Mr spectroscopy and molecules measurements
As already mentioned, the intrinsic charachteristics of MR allow realistic possibilities of molecular imaging. The most important example is MR-Spectroscopy (MRS). MRS is based on nuclear magnetic resonance phenomenon, as well as MRI, and thus represents a non-invasive and safe technique for in vivo human and animal studies. Every nucleus with a magnetic moment other than zero, if positioned in a static magnetic field and excited by a proper radiofrequency impulse, produces a signal with a typical wavelenght; if the nucleus belongs to a molecule, its resonance signal will be slightly different, depending on the molecular structure itself. This phenomenon, known as "chemical shift ", allows quantitative and qualitative analysis of molecular tissue composition. The most interesting nuclei, from a clinical point of view, are phosphorous (31P), hydrogen (1H) and carbonium (13C). Nowadays the most innovative application in body imaging is 31P MR- Spectroscopy (31P-MRS). (you see figure). 31P is a fundamental component of molecules implicated in energetic cardiac metabolism and the Phosphocreatine (PCr)/ATP ratio is considered to be the most reliable and reproducible parameter to measure cardiac metabolism. In our Institution professional athletes, hypertrophic cardiomyopathy (HCM) patients, type-1 diabetic and uremic (T1MD-Ur) patients (3) and chronic heart failure (CHF) patients (4) have been studied on a 1.5 T magnet (Philips). Our results showed normal cardiac energetic metabolism in benign myocardial hypertrophy in athletes, regardless different training habits; on the contrary, metabolism was altered in HCM patients. In T1DM-Ur subjects, cardiac metabolic impairement anticipates functional heart alterations and proper diabetes and uremia theraphy with kidney-pancreas transplantation allows to restore a normal cardiac metabolism. In CHF patients PCr/ATP ratio is altered in regards to symptoms and functional heart status. We can conclude that, according to our experience as well as literature studies, spectroscopy imaging adds to a conventional cardiac MR exam some exclusive informations, which seem to be very useful in early diagnosis, theraphy monitoring and understanding of pathophisiological basis of important myocardial diseases.

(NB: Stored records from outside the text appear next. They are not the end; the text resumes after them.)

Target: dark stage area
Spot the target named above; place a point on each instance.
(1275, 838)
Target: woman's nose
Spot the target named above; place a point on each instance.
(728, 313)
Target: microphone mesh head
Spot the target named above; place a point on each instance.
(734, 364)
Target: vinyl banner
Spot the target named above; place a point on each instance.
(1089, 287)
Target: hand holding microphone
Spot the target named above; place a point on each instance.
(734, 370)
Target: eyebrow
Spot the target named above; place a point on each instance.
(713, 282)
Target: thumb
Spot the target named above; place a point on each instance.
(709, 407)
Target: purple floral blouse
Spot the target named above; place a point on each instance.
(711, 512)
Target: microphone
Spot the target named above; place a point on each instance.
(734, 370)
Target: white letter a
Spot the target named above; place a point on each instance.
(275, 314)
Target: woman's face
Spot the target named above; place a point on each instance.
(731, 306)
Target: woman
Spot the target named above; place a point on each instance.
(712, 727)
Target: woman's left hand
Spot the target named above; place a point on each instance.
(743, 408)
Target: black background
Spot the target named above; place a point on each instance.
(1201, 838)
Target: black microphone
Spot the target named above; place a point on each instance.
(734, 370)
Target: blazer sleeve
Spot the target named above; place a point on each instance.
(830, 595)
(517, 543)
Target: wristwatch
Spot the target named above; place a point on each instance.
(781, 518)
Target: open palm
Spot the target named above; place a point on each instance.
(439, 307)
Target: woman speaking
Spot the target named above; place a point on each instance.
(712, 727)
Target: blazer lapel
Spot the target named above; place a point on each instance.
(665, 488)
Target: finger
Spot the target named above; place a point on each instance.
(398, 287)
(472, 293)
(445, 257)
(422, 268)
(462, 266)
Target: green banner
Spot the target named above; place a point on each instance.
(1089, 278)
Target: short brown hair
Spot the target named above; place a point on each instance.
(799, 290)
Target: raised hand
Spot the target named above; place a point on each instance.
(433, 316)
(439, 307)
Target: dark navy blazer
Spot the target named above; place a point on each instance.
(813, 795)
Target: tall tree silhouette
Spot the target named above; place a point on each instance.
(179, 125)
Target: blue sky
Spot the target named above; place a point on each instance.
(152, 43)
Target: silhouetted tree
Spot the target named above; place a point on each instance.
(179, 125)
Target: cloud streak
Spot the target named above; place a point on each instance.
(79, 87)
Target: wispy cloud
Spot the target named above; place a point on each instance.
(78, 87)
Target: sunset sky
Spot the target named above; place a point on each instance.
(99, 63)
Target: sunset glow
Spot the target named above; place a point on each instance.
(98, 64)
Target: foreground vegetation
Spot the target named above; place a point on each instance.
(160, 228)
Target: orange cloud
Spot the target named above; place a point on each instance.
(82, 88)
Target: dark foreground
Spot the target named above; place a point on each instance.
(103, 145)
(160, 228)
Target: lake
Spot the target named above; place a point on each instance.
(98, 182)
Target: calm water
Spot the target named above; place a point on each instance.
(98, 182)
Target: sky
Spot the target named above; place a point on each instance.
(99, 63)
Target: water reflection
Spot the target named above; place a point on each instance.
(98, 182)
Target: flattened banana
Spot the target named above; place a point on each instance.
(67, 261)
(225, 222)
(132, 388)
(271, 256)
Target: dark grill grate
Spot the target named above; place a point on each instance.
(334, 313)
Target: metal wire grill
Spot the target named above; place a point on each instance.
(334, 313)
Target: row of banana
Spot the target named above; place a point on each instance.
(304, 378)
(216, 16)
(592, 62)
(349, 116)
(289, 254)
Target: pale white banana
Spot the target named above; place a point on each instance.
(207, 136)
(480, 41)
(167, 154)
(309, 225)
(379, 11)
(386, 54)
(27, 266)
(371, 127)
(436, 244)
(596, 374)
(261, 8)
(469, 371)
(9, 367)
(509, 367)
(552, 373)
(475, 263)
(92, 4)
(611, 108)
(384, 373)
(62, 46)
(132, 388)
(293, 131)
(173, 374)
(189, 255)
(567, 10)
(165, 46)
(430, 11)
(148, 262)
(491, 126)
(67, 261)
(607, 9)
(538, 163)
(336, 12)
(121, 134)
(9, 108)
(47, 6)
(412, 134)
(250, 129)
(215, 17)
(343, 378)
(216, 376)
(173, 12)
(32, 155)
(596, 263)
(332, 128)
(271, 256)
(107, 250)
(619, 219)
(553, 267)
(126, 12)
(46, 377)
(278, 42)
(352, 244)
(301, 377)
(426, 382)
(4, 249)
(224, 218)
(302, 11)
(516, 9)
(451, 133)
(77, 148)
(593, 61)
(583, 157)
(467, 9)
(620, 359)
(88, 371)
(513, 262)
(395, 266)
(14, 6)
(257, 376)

Prof. Alessandro del Maschio
Full Professor and Chairman of Radiology
Università Vita-Salute S. Raffaele - Milano, Italy

1. Baumjohann D, Hess A, Budinsky L, Brune K, Schuler G, Lutz MB.

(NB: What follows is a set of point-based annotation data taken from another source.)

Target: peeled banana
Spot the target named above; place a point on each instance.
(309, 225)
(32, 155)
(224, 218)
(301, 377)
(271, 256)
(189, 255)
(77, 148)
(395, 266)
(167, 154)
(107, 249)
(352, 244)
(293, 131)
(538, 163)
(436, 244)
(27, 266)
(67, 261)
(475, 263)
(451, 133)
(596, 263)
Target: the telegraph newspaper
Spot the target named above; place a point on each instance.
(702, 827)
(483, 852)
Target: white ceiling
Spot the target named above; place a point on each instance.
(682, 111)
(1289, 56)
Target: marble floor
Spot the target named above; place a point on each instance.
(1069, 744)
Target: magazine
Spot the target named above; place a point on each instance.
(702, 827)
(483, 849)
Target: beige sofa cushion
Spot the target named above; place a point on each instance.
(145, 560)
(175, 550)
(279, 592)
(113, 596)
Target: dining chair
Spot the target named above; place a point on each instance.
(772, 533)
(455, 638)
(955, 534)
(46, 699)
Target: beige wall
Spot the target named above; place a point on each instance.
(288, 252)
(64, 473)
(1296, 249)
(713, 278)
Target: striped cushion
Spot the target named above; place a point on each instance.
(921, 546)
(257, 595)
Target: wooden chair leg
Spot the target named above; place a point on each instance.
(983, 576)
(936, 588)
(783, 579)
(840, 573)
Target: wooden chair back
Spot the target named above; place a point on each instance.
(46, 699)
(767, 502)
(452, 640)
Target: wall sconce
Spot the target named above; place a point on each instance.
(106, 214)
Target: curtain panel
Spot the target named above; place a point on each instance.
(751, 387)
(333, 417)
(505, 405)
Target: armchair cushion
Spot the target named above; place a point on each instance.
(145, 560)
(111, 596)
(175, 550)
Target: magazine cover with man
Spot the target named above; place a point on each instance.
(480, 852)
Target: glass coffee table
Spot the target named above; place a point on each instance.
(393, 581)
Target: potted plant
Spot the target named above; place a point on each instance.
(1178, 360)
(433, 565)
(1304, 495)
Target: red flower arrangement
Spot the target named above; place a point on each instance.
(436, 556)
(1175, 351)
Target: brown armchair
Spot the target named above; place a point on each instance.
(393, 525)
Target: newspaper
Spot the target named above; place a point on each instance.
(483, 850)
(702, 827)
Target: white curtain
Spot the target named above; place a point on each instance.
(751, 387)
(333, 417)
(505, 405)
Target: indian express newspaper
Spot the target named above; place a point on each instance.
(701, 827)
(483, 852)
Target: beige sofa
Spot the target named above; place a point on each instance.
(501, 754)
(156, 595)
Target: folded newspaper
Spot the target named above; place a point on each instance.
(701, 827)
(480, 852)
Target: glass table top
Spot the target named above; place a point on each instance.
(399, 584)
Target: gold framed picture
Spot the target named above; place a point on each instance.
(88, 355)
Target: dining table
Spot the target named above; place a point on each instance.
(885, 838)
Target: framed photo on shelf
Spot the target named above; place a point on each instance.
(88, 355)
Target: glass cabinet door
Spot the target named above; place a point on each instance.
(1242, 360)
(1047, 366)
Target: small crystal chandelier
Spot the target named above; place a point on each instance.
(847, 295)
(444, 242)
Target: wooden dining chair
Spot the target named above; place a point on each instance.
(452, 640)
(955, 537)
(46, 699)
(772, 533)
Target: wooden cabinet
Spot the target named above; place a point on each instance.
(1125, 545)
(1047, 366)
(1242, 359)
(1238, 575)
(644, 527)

In vivo magnetic resonance imaging of dendritic cell migration into the draining lymph nodes of mice. Eur J Immunol. 2006 Sep;36(9):2544-55.
2. Evgenov NV, Medarova Z, Dai G, Bonner-Weir S, Moore A.

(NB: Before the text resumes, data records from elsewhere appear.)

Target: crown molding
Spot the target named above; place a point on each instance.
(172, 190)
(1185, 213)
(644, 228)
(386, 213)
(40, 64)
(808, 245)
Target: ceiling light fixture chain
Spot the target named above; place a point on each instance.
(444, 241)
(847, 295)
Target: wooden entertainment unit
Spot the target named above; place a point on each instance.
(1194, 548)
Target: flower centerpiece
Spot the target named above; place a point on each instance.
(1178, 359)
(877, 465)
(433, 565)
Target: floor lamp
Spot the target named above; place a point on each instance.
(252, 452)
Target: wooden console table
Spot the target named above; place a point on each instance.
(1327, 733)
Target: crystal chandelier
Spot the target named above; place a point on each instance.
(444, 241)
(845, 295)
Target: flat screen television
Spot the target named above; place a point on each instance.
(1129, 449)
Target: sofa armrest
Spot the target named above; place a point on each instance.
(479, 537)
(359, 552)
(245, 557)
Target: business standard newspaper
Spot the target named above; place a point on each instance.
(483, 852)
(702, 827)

In vivo imaging of islet transplantation. Nat Med 2006 Jan;12(1):144-8.
3. Perseghin G, Fiorina P, De Cobelli F, Scifo P, Esposito A, Canu T, Danna M, Gremizzi C, Secchi A, Luzi L, Del Maschio A. Cross-sectional assessment of the effect of kidney and kidney-pancreas transplantation on resting left ventricular energy metabolism in type 1 diabetic-uremic patients: a phosphorous-31 magnetic resonance spectroscopy study. J Am Coll Cardiol. 2005 Sep 20;46(6):1085-92.
4. Fragasso G, Perseghin G, De Cobelli F, Esposito A, Palloshi A, Lattuada G, Scifo P, Calori G, Del Maschio A, Margonato A. Effects of metabolic modulation by trimetazidine on left ventricular function and phosphocreatine/adenosine triphosphate ratio in patients with heart failure. Eur Heart J. 2006 Apr;27(8):942-8. Epub 2006 Mar 1.